Smith, a convert to Islam, had gone to Syria in 2015 after terrorist leader Abu Bakr al-Baghdadi called on Muslims to travel there and support ISIS. She was born in Ireland and due to her parents being unmarried at the time, she missed out on automatic British citizenship. Her lawyers argued that she is not responsible for this “accident of birth” and is entitled to be treated as a British citizen under the European Convention on Human Rights.

At a hearing in London on Tuesday, Cathryn McGahey KC, representing the Home Secretary, said: “The Secretary of State’s case is: You are a non-citizen. We wish to exclude you because you pose a danger to national security and we can do that because you are a foreign national. We accept that you have the right to apply to be a British national.”

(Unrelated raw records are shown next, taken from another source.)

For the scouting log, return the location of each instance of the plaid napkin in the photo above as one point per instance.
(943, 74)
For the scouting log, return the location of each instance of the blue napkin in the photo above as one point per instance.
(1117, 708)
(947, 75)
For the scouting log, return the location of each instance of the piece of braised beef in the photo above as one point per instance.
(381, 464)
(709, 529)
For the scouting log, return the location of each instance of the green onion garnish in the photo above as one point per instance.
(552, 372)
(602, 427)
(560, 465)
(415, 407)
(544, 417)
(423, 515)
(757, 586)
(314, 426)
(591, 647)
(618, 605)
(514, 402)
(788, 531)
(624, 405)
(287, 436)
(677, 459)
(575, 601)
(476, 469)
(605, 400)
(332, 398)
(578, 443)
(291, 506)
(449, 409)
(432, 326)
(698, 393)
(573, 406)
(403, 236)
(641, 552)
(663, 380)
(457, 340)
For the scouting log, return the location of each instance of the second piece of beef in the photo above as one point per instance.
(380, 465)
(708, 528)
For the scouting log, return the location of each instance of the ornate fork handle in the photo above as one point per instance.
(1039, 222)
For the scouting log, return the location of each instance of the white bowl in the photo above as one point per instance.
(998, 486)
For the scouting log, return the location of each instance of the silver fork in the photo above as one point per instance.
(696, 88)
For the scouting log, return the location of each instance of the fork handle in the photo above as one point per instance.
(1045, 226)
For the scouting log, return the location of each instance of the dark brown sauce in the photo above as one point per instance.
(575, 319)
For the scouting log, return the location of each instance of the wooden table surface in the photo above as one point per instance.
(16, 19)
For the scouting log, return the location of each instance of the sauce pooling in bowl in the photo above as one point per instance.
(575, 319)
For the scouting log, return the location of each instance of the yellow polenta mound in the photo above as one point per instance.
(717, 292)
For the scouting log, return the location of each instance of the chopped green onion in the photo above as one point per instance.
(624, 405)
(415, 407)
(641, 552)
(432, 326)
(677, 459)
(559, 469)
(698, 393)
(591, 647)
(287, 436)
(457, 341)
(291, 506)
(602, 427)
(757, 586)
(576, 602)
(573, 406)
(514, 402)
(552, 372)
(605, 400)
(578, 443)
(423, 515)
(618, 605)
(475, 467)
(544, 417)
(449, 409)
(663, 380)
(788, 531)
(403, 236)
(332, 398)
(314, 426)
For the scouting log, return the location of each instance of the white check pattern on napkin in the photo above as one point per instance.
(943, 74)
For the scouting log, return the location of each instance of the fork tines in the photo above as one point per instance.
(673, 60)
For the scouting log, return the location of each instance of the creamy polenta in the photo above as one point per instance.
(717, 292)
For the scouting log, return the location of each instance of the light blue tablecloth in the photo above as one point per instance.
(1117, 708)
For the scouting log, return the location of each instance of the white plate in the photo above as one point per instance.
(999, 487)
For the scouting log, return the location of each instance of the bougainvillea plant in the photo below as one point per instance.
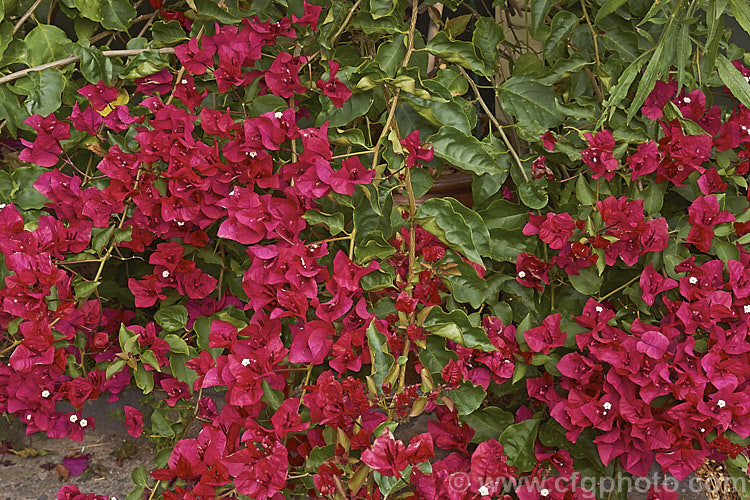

McGahey argued that Smith “seeks a right that … is available only to a British citizen not to a class of persons entitled to be treated as though they were British citizens.” Hugh Southey KC, representing Smith, said the Home Office’s appeal should be dismissed and the SIAC decision “contains no error of law.” He argued there was “no justification for the stark differential and less favourable treatment” of Smith “based solely on an accident of birth for which she is not responsible.”

Lord Justice Underhill, Lord Justice Lewis and Lady Justice Elizabeth Laing will give their ruling on the case at a later date.